Compound emoji can confuse

If you’re deeply immersed in emoji, you probably already know about and use compound emoji, known by many as ZWJ, an abbreviation for the Unicode Zero Width Joiner item which is used to form them. If you don’t know what they are, read on.

Most of us are familiar with the idea that entering some accented and similar characters from the keyboard requires two keystrokes. For example, the normal way of entering the letter e with an acute accent is to press Opt-e then the e key. What is then inserted into the text is actually a single Unicode character é.

Some systems allow you to combine a sequence of two or more emoji, separated using a special invisible character, the Zero Width Joiner (Unicode U+200D), for that compound to be represented as a single emoji formed from them both/all: these are the compounds known as ZWJs. If your system doesn’t support the display of such compounds, then the ZWJ is not displayed, as it has zero width, and you see an emoji ‘word’ of the two or more characters before compounding.

For example,
👩 + ZWJ + 🚀 = 👩‍🚀
being a ZWJ compound formed from U+1F469, U+200D, and U+1F680. But your system, browser, and font may display that just as the two emoji 👩🚀 instead.

If you paste that compound emoji into the Characters pane in macOS, it should display the compound character and tell you how it is constructed, although (unless you have a very heavily customised keyboard) you can’t enter any of those three constituent characters from your keyboard, let alone the entire compound.

There’s an extensive, if not complete, listing of all current ZWJ compounds here on Emojipedia, each with a link to explain its constituents.

Another couple of examples illustrate how complex these can become:
🤦🏾‍♂️ ‘face palm man’ is made up from U+1F926 + U+1F3FE + U+200D + U+2642 + U+FE0F, and
👨 👩 👧 a man, a woman, and a girl compound into a family 👨‍👩‍👧.

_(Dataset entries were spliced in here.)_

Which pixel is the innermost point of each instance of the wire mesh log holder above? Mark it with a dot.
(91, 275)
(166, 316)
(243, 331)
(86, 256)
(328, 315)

These ZWJ compounds are different from those emojis which can be modified for skin colour, known sometimes as the Fitzpatrick types, from the eponymous scale used to classify skin tone. For example, these show the basic ‘girl’ emoji U+1F467 in the following variants:
👧👧🏻👧🏼👧🏽👧🏾👧🏿
which are made by compounding ‘girl’ U+1F467 with Fitzpatrick types none, and U+1F3FB to U+1F3FF.

If you do any programming with Unicode strings, this illustrates some of the problems now embedded in the encoding system which is at the heart of all strings and text. Pause for a moment and ponder whether an app should consider these compounds, both ZWJ and Fitzpatrick types, as one or more characters? Should the same rules apply to a system which cannot show the compound characters, but only show the consituent emoji?

For many users in many circumstances, the biggest problem with all these different emoji is their readability. Even at larger font sizes, they are hard to distinguish and many visually similar emoji have very different meanings: you can observe that by enlarging the font used to display this page in your browser.

As a replacement for verbal communication, emoji have too many serious shortcomings; as fun Easter eggs, they’re entertaining. And don’t even think about the iPhone X’s Animoji…